We present the NH3 volatilization losses from the field experiments after the nitrogen fertilizer application in wheat, maize and pasture systems in Australia and China under different soil and climate conditions and management practices. The NH3 volatilizations were measured by micrometrological methods of full profile (mass balance), gradient fluxes and the recently developed technique of open path laser/FTIR- Lagrangian model of atmospheric dispersion.
A NH3 volatilization sub-model was developed under the simulation framework of Water and Nitrogen Management Model (WNMM). A unique feature of this simulation component is the introduction of fertilizer N distribution function in soils for different applying methods. The effect of localized pH surrounding urea granules and urine patches due to urea hydrolysis has been simulated, which is the main cause of NH3 volatilization in acidic soils.

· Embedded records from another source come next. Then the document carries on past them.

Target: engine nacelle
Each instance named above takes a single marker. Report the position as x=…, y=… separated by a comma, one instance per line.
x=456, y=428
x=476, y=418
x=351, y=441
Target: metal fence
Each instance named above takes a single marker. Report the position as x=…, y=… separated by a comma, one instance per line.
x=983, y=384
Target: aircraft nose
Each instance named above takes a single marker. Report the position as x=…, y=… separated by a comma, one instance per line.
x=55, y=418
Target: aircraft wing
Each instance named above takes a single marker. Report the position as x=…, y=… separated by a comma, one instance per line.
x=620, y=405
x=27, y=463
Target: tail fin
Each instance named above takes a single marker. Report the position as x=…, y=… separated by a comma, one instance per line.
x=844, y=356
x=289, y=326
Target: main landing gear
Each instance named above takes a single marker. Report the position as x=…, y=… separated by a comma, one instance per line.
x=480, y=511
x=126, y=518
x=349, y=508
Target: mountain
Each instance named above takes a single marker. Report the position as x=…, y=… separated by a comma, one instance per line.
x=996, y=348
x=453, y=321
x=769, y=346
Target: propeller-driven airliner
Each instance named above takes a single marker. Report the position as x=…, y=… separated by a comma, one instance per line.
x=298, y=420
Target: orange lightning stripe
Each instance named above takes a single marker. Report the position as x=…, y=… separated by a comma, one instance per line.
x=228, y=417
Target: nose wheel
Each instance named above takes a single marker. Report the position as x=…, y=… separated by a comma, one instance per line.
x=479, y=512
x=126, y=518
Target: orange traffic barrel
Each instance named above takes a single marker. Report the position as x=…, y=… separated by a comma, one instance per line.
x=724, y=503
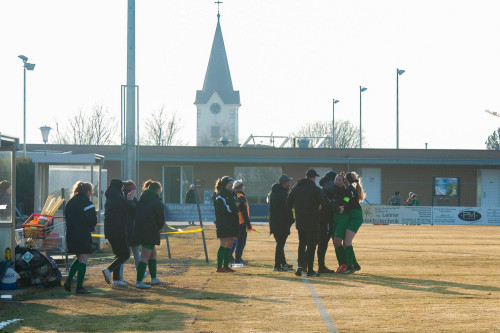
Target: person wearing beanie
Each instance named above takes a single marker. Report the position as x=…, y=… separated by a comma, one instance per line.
x=226, y=221
x=81, y=219
x=129, y=189
x=325, y=220
x=149, y=221
x=244, y=220
x=355, y=187
x=280, y=221
x=117, y=210
x=5, y=199
x=308, y=199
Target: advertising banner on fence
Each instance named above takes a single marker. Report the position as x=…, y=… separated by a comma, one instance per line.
x=371, y=214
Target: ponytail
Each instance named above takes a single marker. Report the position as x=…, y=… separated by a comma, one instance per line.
x=82, y=187
x=151, y=185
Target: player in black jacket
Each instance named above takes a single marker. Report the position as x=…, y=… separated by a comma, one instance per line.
x=308, y=199
x=280, y=220
x=81, y=220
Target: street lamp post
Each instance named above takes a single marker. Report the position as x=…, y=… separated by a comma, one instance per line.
x=398, y=73
x=335, y=101
x=30, y=67
x=361, y=89
x=45, y=136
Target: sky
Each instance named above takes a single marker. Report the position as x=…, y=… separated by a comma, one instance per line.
x=288, y=59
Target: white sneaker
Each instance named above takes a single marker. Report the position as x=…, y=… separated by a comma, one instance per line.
x=142, y=285
x=107, y=275
x=119, y=283
x=156, y=281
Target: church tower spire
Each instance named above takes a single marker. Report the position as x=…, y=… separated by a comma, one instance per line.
x=217, y=103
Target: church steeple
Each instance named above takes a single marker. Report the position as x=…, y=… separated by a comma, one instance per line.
x=218, y=76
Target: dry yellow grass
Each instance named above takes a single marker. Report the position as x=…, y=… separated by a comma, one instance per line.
x=413, y=279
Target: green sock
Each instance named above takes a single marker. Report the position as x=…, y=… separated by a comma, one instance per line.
x=340, y=253
x=152, y=268
x=73, y=270
x=227, y=255
x=82, y=268
x=141, y=269
x=220, y=256
x=349, y=256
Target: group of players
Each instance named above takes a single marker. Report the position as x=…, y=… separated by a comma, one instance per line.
x=319, y=213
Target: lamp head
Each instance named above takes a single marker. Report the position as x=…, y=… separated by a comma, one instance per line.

NH3 volatilization accounts up to up to 50% total N applied to alkaline in the North China Plain, up to 29% in the acidic pasture soils in Australia and 70% of dietary N in the intensive feedlot in Australia. The fertilizer application and irrigation methods strongly influence the NH3 volatilization as well as soil and climate conditions. The WNMM model satisfactorily simulated NH3 volatilization from soil under different agricultural systems and different application methods, which can be used to identify the better management practices to reduces nitrogen losses and improve fertilizer use efficiency. The incorporation of urea fertilizer into soils and irrigation immediately followed urea application reduced NH3 volatilization by up to 75%. Application of urease inhibitor with urea in rain-feed wheat resulted in significant reduction in NH3 volatilization by up to 80%. Application lignite (brown coal) into the feedlot manure reduced NH3 volatilization by more than 50%.